China has drastically curtailed the overseas lending programme of its two largest policy banks, after nearly a decade of ambitious growth which at its peak rivalled that of the World Bank, new research indicates.
Lending by the China Development Bank and the Export-Import Bank of China collapsed from a peak of $75bn in 2016 to just $4bn last year, according to data compiled by researchers at Boston University and seen by the Financial Times.
The sharp retrenchment comes as Beijing rethinks its Belt and Road Initiative, the signature scheme of China’s leader Xi Jinping that finances and builds roads, railways, ports and other infrastructure in mostly developing countries.
The BRI has attracted growing criticism around the world for weaknesses including lending to low-income countries with shaky finances and a lack of transparency or social and environmental impact studies on the projects financed.
Kevin Gallagher, director of the Boston University Global Development Policy Center, which compiled the data, said Beijing’s trade war with the US was also a factor in the dramatic shift.
“In 2018 and 19 there was so much uncertainty because of the trade war with the US, they may have wanted to keep dollar assets at home,” he said.
According to a recent report by the Overseas Development Institute, a think-tank, Beijing is now realising that its approach to lending is unsustainable.
“The old . . . model, whereby the interests of Chinese companies and local elites take precedence over the good of the borrowing country, which bears a disproportionate amount of the project failure risk, will become even more unsustainable amid countries’ reduced capacity to take on debt and risk,” the ODI report said.
China has three policy banks that drive infrastructure investment at home and overseas: the two banks covered by the Boston University survey and the Agricultural Development Bank. They can lend overseas on concessionary terms but more often lend at close to commercial rates of interest.
Lending by the CDB and EIBC totalled $462bn between 2008 and 2019 according to the data, which will be published on Tuesday — just short of the $467bn lent by the World Bank to low- and middle-income countries during the period.
But the poor governance standards often associated with Chinese lending to BRI projects have contributed to a series of scandals and complaints by debtor countries.

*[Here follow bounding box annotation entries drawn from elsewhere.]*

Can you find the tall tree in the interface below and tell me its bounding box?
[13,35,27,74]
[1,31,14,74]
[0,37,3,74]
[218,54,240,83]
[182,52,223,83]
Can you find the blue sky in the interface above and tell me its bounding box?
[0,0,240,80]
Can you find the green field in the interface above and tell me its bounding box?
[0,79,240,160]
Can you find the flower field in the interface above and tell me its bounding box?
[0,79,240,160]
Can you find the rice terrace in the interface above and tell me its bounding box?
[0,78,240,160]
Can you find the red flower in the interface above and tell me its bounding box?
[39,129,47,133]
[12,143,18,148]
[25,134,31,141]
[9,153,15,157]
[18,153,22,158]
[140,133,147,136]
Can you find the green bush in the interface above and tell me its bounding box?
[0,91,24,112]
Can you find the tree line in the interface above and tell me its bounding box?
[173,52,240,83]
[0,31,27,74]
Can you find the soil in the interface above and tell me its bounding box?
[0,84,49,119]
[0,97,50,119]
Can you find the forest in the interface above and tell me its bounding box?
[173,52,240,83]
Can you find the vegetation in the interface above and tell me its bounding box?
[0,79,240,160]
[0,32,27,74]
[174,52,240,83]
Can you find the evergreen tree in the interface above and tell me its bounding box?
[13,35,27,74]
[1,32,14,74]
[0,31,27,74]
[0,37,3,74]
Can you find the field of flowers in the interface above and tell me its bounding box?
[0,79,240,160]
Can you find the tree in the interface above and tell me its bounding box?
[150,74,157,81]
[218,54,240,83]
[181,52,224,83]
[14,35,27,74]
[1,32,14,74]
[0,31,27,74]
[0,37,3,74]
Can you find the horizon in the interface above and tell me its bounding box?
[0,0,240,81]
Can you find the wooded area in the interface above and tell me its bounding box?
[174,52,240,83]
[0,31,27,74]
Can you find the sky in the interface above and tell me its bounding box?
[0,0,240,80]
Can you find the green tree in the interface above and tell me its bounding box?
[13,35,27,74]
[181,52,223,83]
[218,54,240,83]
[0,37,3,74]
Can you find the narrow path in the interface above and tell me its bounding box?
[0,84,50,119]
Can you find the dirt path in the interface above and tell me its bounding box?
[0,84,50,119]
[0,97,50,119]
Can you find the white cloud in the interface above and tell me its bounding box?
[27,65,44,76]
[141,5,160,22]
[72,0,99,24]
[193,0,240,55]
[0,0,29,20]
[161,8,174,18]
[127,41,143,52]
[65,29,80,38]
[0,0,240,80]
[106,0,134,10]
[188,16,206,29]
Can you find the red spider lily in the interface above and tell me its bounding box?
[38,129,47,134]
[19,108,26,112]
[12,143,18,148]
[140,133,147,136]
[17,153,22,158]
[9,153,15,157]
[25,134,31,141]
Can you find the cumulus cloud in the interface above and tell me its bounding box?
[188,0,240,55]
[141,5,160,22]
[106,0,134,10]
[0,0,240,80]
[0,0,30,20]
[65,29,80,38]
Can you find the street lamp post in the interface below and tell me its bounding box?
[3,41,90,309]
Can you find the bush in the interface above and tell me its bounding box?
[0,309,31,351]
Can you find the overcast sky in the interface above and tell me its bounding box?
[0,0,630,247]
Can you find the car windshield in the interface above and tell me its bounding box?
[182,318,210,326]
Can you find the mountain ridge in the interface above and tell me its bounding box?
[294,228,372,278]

In one recent example, Pakistan — one of the biggest recipients of BRI lending — alleged that Chinese companies inflated power project costs by billions of dollars; it is seeking to renegotiate repayment terms. Islamabad accused Chinese and local power companies of “malpractices” and exaggerating costs. Several big-ticket projects in Malaysia have also become mired in controversy.
Yu Jie, senior research fellow on China at Chatham House, the UK think-tank, said that state-owned enterprises and state-owned banks were shifting their resources to domestic rather than overseas projects. Beijing’s economic policies have changed in recent years from an emphasis on export-led growth to domestic investment and consumption.
“There will be far more stringent criteria on the commercial viability of projects,” Ms Yu said. “In the past it was more about using financial resources to extend China’s political influence. Now it will be more about commercial gains.”
She added that China faced “enormous . . . reputational damage” from the BRI: “Its expansive nature has alarmed the rest of the world and the government has been unable to come up with a transparent plan and explain its debt diplomacy.”
Public opinion in China is also a headwind to overseas lending, she said, as policymakers and the public have realised China needs to invest more in its health services, which had been tested by the coronavirus pandemic.
China’s lending has been concentrated in a relatively small number of countries, with 10 recipients making up 60 per cent of the total, according to the Boston University research. Loans to Venezuela, the largest recipient, took up more than 12.5 per cent, followed by Pakistan, Russia and Angola.
Projects financed were predominantly in transport and other infrastructure, mining and oil extraction, including pipelines, and power generation and transmission.
Of 858 loans identified by the Boston researchers, 124 were for projects in nationally protected areas, 261 were within critical habitats and 133 were within indigenous peoples’ lands.